Il sistema delle pensioni italiane potrebbe far crescere l'età pensionabile. Ecco però le intenzioni di Durigon e del Governo Meloni.
Chi conosce il sistema delle pensioni in Italia sa che l’età pensionabile è proporzionata alla rivalutazione automatica come previsto dalla Fornero. Tra due anni però, secondo l’ISTAT ci potrebbe essere la possibilità di assistere ad un ulteriore incremento di tre mensilità.
Ed è proprio su questo che il Governo vorrebbe intervenire, cercando di fermare l’incremento com’è già accaduto ai tempi della pandemia. Stavolta il pretesto sarebbe altrettanto semplice, vista l’era finanziariamente complessa che stiamo attraversando.
Stop alle pensioni per l’età pensionabile
Nella prossima Legge di Bilancio potremmo aspettarci uno stop sull’età pensionabile delle pensioni.
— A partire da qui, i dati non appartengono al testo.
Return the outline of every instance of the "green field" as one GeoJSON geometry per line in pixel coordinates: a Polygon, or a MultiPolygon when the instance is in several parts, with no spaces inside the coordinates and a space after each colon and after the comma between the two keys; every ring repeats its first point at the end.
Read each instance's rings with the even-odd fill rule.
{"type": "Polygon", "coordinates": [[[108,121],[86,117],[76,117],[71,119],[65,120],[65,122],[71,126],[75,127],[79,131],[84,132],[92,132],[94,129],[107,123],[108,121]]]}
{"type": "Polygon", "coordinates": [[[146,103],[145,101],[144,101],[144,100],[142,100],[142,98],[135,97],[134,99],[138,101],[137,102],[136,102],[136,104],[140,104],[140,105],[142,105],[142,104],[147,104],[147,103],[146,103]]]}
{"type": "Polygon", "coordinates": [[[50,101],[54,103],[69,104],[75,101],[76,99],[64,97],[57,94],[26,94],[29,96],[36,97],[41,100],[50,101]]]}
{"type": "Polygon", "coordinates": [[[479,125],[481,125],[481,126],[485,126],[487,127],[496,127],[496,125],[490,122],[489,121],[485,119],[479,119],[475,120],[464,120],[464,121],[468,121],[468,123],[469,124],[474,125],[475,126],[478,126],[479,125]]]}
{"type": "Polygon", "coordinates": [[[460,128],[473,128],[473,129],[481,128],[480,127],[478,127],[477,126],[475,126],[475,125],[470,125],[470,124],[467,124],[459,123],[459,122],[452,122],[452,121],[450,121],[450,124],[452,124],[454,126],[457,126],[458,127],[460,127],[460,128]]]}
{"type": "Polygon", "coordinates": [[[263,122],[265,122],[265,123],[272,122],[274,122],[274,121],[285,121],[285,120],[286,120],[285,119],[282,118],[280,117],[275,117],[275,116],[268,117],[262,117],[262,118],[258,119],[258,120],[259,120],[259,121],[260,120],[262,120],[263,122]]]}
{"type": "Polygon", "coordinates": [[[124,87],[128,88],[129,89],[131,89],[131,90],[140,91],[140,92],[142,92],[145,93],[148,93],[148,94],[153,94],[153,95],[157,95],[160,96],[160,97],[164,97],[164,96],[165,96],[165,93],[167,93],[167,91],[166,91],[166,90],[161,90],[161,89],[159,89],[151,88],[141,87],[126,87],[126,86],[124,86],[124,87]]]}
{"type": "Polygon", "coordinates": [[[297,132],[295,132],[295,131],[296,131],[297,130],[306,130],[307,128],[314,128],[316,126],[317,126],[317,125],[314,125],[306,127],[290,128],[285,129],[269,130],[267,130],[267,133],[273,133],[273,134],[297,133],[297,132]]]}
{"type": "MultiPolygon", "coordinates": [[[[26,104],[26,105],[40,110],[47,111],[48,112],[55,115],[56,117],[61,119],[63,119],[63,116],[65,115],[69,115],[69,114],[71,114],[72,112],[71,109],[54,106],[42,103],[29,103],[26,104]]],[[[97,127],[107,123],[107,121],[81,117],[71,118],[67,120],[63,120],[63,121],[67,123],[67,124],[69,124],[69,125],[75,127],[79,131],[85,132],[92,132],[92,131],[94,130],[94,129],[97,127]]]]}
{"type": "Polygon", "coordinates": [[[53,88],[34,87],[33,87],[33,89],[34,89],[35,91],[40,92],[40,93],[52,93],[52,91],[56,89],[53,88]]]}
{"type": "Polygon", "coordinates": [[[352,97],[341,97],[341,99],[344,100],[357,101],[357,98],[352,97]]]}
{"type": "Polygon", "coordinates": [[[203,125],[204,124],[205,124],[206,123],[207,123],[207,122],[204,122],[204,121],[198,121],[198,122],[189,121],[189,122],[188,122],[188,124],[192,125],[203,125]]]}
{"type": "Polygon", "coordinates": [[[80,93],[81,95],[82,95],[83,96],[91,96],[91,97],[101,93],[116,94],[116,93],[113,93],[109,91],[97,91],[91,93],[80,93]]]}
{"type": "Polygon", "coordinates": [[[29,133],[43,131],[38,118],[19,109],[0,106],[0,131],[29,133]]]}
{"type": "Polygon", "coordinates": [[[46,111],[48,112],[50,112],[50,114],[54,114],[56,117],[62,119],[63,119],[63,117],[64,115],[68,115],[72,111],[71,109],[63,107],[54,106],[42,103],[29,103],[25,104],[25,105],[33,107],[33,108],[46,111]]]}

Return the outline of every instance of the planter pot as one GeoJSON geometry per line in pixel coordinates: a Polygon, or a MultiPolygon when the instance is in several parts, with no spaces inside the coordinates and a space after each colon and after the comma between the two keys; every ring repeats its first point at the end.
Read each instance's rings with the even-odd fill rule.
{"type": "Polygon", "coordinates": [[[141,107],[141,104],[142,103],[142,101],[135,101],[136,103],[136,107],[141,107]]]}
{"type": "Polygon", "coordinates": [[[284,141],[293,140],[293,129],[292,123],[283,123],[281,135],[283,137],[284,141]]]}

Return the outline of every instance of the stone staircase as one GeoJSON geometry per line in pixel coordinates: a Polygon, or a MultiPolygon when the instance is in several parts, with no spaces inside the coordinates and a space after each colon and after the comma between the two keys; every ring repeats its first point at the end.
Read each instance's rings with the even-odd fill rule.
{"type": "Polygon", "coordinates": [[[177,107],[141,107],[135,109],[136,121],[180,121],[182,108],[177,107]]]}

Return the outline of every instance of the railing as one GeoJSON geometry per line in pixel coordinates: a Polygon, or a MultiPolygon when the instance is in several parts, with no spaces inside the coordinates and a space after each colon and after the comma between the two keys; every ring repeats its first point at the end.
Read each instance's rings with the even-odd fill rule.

Giancarlo Giorgetti, nonché ministro dell’Economia, ha promesso di riuscirci (anche se ci vorranno circa tra 300 milioni e un miliardo di euro al massimo).
Le regole del potenziale “invecchiamento tardivo” non si limitano alla vecchiaia, ma anche alle forme di pensionamento anticipato sia per le donne che per gli uomini.
In un recente rapporto sul trend nel medio e lungo termine del sistema socio sanitario e previdenziale, stilato dalla Ragioneria dello Stato, si evince una criticità ben più importante: il rischio di percepire un cedolino più inferiore.
Il rischio di fermare l’incremento
La Ragioneria dello Stato ha analizzato la questione tanto desiderata dal ministro Giorgetti, e ha fatto notare che oltre al budget ingente necessario per attuare la misura, servirebbe una prevenzione per il rischio di perdere più potere d’acquisto.
Il problema più importante è la riduzione significativa dell’assegno, e questo per due motivi strettamente associati tra loro: il coefficiente di trasformazione e la minor quantità di contributi da versare (perché fermando il pensionamento non si pagherebbe la stessa contribuzione).
Che fine faranno Quota 103 ed Opzione Donna?
Nella futura manovra di Bilancio, che ipoteticamente potrebbe uscire a settembre 2025,si penserà ad abolire le misure temporanee ma soprattutto poco utilizzate (come Opzione Donna e Quota 103).
Entrambe le soluzioni sarebbero considerate “poco convenienti” per le regole e i requisiti restrittivi e talvolta “penalizzanti”.
Gli esperti stanno pensando a delle soluzioni che possano favorire le uscite ma in modo tale che i lavoratori raggiungano un buon numero di contributi (ad esempio per 25 anni) e un’età anagrafica più bassa, 64 anni circa.
Verosimilmente una situazione simile potrebbe agevolare i contribuenti con 1.575€ al mese di pensione e chi ha sfruttato in precedenza l’accantonamento dei fondi complementari nel TFR.